Maple Production Wastewater Management: Help Is On The Way
By Caroline Cyr, QMSP
Each spring, the sap flows from our magnificent maple trees and, over the course of some 20 days, our producers collect millions of litres of it. As it takes an average of 40 litres of sap to produce one litre of maple syrup, the finished product accounts for about 2.5% of the harvest volume. The vast bulk evaporates into the air… or is flushed away.
On December 31, 2020, the provincial government’s new environmental protection regulations came into effect: the Règlement sur l’encadrement d’activités en fonction de leur impact sur l’environnement (REAFIE). Maple producers have had to take note of its restrictions on disposal of the wastewater created (directly and indirectly) in the processing of sap into maple syrup.
The Value of Research
Maple producers are not left on their own to figure out how to adjust to the new protocols. In 2020, MAPAQ mandated a team of scientists to provide, by 2023, a guide to best practices in maple production wastewater management.

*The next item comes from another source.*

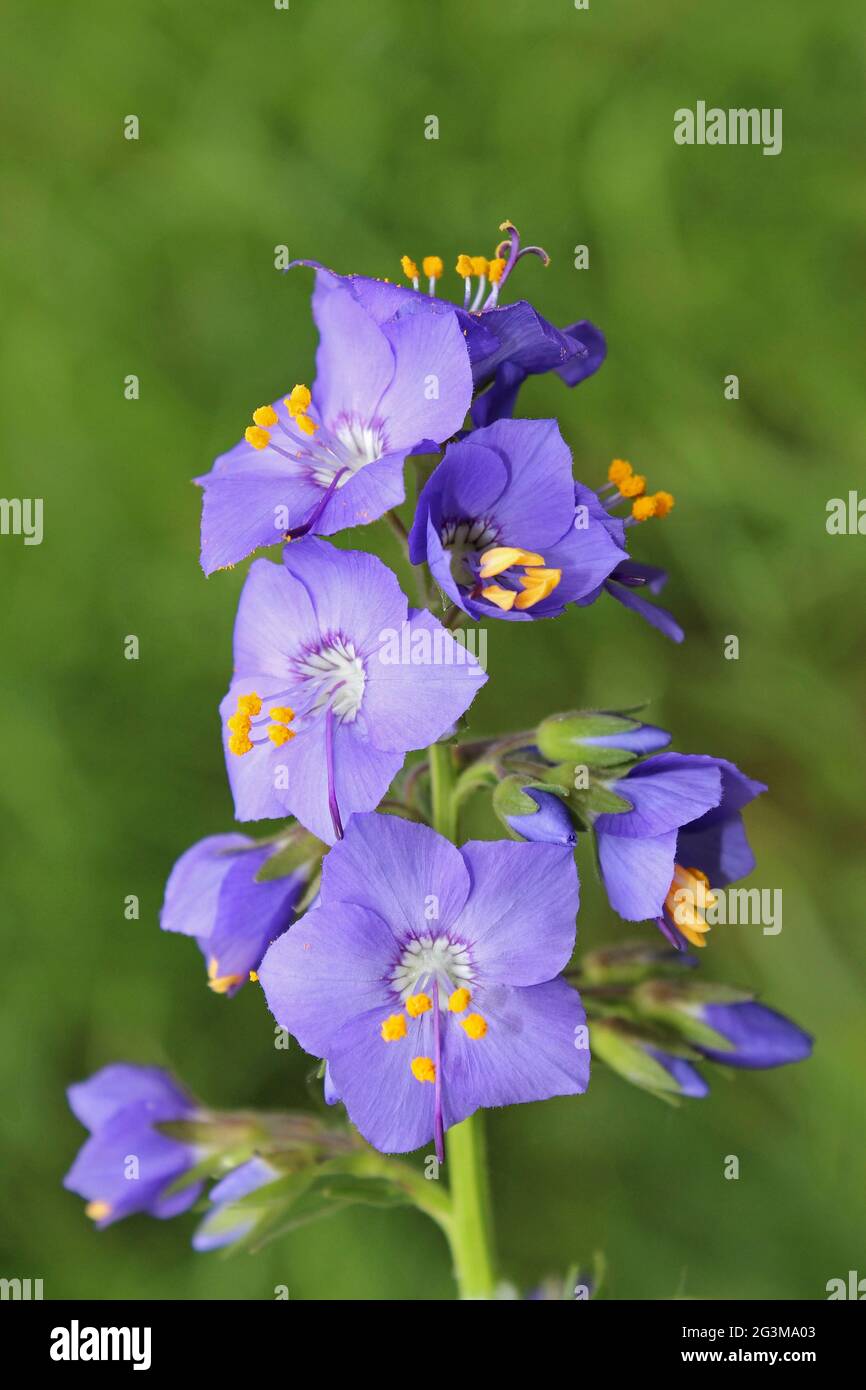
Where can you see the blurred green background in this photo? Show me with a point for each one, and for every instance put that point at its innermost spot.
(306, 127)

“The overall goal is to find ways for producers to adopt technologies or practices that will better manage their wastewater,” explains Stéphane Godbout, a researcher at Institut de recherche et de développement en agroenvironnement (IRDA).

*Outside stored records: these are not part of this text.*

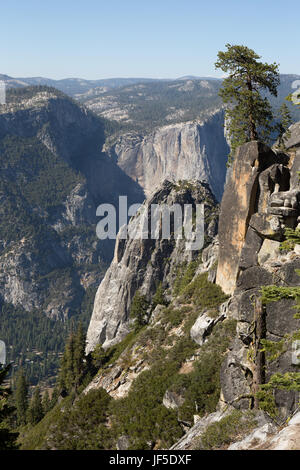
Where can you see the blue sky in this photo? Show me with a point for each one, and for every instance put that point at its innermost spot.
(161, 39)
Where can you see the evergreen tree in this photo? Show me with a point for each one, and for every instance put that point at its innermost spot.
(248, 115)
(79, 354)
(72, 364)
(21, 397)
(285, 120)
(35, 410)
(7, 438)
(46, 403)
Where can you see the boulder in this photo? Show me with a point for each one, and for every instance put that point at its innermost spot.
(203, 326)
(269, 251)
(268, 226)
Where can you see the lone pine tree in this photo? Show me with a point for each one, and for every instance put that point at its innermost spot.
(249, 115)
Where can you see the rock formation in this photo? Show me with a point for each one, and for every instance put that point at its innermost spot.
(53, 177)
(183, 151)
(142, 264)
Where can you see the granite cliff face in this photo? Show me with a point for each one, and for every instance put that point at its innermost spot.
(183, 151)
(264, 189)
(53, 176)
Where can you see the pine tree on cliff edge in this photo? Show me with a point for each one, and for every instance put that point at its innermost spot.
(249, 115)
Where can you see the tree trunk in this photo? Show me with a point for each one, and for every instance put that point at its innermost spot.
(259, 356)
(252, 126)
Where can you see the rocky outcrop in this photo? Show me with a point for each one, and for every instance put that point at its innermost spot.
(265, 195)
(183, 151)
(245, 192)
(53, 176)
(142, 263)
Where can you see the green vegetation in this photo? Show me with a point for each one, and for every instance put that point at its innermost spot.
(72, 363)
(35, 410)
(228, 429)
(274, 349)
(249, 114)
(292, 238)
(203, 293)
(141, 415)
(285, 120)
(153, 104)
(21, 398)
(7, 436)
(34, 342)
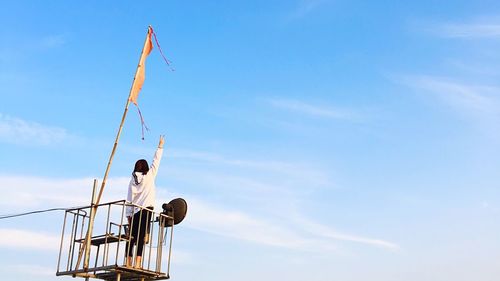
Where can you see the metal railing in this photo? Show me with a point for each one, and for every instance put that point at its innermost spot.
(110, 241)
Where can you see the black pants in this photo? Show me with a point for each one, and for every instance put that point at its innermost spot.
(140, 226)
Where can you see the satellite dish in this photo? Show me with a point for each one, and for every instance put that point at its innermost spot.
(177, 208)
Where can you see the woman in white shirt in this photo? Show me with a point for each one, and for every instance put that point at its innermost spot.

A 22-year veteran of the non-profit agri-environmental R&D agency, Godbout heads up this research project, which enters its second phase this spring with sampling and analysis at a dozen maple operations. “We’re trying to identify the core issues: is it the volume of water to be managed, pH correction, or is it in the cleaning of membranes? We’re trying to pinpoint the hot spots.”

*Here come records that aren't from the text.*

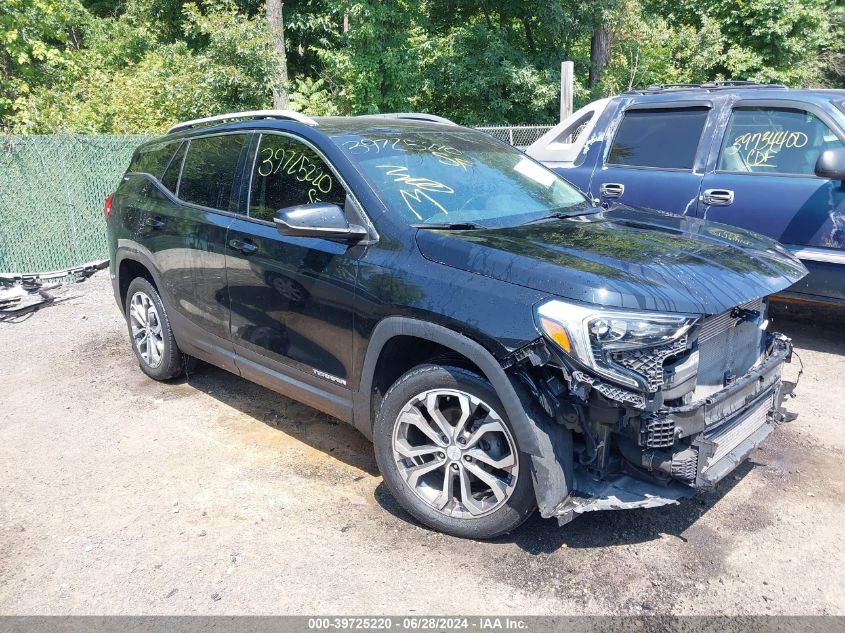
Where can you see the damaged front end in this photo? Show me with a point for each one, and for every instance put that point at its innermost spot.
(658, 406)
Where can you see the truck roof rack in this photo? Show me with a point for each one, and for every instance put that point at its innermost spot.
(707, 86)
(249, 114)
(417, 116)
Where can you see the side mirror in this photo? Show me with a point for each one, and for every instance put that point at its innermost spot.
(319, 219)
(831, 164)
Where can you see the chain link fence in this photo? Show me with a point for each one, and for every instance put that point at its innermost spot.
(52, 189)
(520, 136)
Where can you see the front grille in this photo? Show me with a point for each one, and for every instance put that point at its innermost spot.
(728, 436)
(660, 432)
(649, 362)
(728, 347)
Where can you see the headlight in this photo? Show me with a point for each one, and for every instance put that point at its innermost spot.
(592, 335)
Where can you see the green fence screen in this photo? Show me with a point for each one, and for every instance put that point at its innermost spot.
(52, 190)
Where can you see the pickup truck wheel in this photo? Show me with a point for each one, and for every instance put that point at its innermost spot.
(149, 329)
(448, 454)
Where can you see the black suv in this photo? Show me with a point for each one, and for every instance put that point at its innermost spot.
(505, 343)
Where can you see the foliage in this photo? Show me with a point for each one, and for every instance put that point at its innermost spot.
(138, 65)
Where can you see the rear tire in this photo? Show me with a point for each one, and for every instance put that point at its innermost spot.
(448, 454)
(149, 330)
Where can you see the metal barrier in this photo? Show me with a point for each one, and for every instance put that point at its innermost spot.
(520, 136)
(52, 189)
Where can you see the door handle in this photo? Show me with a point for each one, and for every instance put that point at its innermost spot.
(155, 223)
(717, 197)
(247, 247)
(612, 190)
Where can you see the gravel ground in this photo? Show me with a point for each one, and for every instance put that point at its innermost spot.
(211, 495)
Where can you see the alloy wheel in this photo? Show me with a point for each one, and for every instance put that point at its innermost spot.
(145, 323)
(456, 453)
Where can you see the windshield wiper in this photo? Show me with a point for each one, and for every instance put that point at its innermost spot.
(451, 226)
(559, 215)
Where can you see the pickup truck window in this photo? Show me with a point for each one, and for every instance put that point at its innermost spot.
(661, 138)
(775, 141)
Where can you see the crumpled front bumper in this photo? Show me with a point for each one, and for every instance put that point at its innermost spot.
(715, 436)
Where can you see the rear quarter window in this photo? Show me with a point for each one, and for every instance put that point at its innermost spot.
(153, 160)
(209, 170)
(660, 138)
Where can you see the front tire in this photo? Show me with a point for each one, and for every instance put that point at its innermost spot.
(149, 329)
(448, 454)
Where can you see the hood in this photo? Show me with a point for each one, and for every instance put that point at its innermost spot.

In Search of Functional Solutions
The research team is gathering data to answer those questions and produce solutions for maple producers by next year. IRDA is getting valuable help and expertise from Centre ACER from start to finish: finding the enterprises from which to draw data, lending access to their own research facilities, formulating manual pH correction and chemical handling forms, all the way to information transfer once the process is complete. Centre ACER, in fact, will be joined by MAPAQ and other support groups in getting the information and tools into the hands of maple producers, after training from Stéphane Godbout and his team. “Our guide will enable producers to know and do exactly what they need to for their type of operation. That’s our straightforward goal: to provide intelligent solutions that producers can afford.”